Here is a recent story about Allegheny College, showing their declining enrollment trends and recent S&P ratings cut for their debt. https://finance.yahoo.com/news/longtime-pennsylvania-liberal-arts-college-204417049.html

Allegheny has a good reputation as a small, quality, private liberal arts university located in western Pennsylvania. I have had several colleagues who have kids who graduated from there, and they generally thought it was a good school. Allegheny has 1,353 students, but this is down 37% from 2012. It also has an endowment of $264M (or about $198K per student per the NACUBO report;  VU has an endowment per student of $110K per student). The report highlights some of the same enrollment headwinds that have been discussed elsewhere.

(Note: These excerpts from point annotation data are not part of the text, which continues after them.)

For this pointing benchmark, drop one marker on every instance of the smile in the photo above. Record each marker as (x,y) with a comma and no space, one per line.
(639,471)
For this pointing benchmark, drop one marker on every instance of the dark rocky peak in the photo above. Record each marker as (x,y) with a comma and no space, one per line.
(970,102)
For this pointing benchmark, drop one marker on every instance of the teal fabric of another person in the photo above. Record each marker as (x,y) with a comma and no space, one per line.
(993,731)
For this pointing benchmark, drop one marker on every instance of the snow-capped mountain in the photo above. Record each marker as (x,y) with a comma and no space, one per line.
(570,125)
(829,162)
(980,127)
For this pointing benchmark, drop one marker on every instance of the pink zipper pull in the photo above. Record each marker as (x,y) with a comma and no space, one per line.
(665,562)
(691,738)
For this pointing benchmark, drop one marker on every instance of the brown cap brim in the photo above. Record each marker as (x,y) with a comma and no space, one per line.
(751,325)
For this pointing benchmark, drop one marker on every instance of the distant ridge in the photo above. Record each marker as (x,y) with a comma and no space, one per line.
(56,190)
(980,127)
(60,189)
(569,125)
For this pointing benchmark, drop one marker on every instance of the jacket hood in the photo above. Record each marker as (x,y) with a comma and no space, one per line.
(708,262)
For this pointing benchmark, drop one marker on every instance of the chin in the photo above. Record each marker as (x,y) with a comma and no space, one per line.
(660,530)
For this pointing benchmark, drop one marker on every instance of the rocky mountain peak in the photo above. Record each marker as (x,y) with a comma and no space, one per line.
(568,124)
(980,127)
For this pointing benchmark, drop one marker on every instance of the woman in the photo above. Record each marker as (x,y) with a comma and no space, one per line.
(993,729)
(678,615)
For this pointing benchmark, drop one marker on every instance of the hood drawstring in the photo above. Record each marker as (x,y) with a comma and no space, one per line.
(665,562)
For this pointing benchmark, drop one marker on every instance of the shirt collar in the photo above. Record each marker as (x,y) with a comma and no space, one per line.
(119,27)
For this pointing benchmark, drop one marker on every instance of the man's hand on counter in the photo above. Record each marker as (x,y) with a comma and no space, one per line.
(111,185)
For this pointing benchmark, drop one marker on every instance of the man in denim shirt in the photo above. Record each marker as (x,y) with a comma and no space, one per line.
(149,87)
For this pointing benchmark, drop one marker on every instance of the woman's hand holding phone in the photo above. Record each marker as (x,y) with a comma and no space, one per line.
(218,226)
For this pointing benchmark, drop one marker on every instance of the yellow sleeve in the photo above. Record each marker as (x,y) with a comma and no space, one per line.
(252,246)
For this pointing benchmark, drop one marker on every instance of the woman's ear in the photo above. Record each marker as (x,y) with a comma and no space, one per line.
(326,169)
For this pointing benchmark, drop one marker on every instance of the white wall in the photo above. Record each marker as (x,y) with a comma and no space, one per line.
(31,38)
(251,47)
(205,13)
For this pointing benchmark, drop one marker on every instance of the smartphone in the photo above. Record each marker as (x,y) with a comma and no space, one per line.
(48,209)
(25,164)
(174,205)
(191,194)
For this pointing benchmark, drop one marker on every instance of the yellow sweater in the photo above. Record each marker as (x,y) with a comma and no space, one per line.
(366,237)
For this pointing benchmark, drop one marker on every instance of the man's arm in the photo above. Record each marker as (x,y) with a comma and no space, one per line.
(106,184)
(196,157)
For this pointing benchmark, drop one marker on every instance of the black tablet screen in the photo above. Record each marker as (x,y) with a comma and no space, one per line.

My recent posts seem to be negative, instead I am trying to share some facts about the situation facing VU and other, similarly-sized private institutions.

vu84v2

Quote from: valpo95 on February 16, 2024, 08:11:31 AM
Here is a recent story about Allegheny College, showing their declining enrollment trends and recent S&P ratings cut for their debt. https://finance.yahoo.com/news/longtime-pennsylvania-liberal-arts-college-204417049.html

Allegheny has a good reputation as a small, quality, private liberal arts university located in western Pennsylvania. I have had several colleagues who have kids who graduated from there, and they generally thought it was a good school. Allegheny has 1,353 students, but this is down 37% from 2012. It also has an endowment of $264M (or about $198K per student per the NACUBO report;  VU has an endowment per student of $110K per student). The report highlights some of the same enrollment headwinds that have been discussed elsewhere.

My recent posts seem to be negative, instead I am trying to share some facts about the situation facing VU and other, similarly-sized private institutions.

I took a look at Allegheny College's website. The striking thing here is that they have very few majors that can directly be tied to jobs/careers. Computer science is the exception. For "business", it is really just economics branded as business - no faculty or courses in accounting, marketing, supply chain, finance, etc. Bottom line is that they are a pure liberal arts + sciences college. Allegheny may do this very well, but that is not where the market is. Students and their families value these areas, but if they are going to pay a significant amount for college they expect a clear path to meaningful employment after four years. Thus, Allegheny is different from Valpo as Valpo has a meaningful and accredited College of Business, engineering, health sciences, nursing, etc.

valpo95

Quote from: vu84v2 on February 16, 2024, 08:51:01 AM
I took a look at Allegheny College's website. The striking thing here is that they have very few majors that can directly be tied to jobs/careers. Computer science is the exception. For "business", it is really just economics branded as business - no faculty or courses in accounting, marketing, supply chain, finance, etc. Bottom line is that they are a pure liberal arts + sciences college. Allegheny may do this very well, but that is not where the market is. Students and their families value these areas, but if they are going to pay a significant amount for college they expect a clear path to meaningful employment after four years. Thus, Allegheny is different from Valpo as Valpo has a meaningful and accredited College of Business, engineering, health sciences, nursing, etc.

84, all good points. Allegheny is not the same as VU, though there are few direct comparisons to VU that map across all dimensions. However, historically VU's largest program has been the College of Arts and Sciences - this is the same "pure liberal arts" focus you mentioned above. The challenge is the market and interest is moving away from those programs, even as the pool of eligible students gets smaller.

One of the continued takeaways for me is how difficult the job is for VU's leadership to navigate all of those factors. 

vu84v2

Quote from: valpo95 on February 19, 2024, 08:00:27 AM

One of the continued takeaways for me is how difficult the job is for VU's leadership to navigate all of those factors. 

In fairness to VU's leadership, this is hard for most university's leadership to navigate. A company facing a major shift can repurpose or retrain its people, but that is far more rare for universities. Further, because of tenure universities need to retain many faculty regardless of whether their discipline is growing, steady or in decline. Only deep-pocketed universities can fund this sort of inefficiency. Not to mention the resistance by some parts of the organization or the need to partially retain those areas for a robust core curriculum.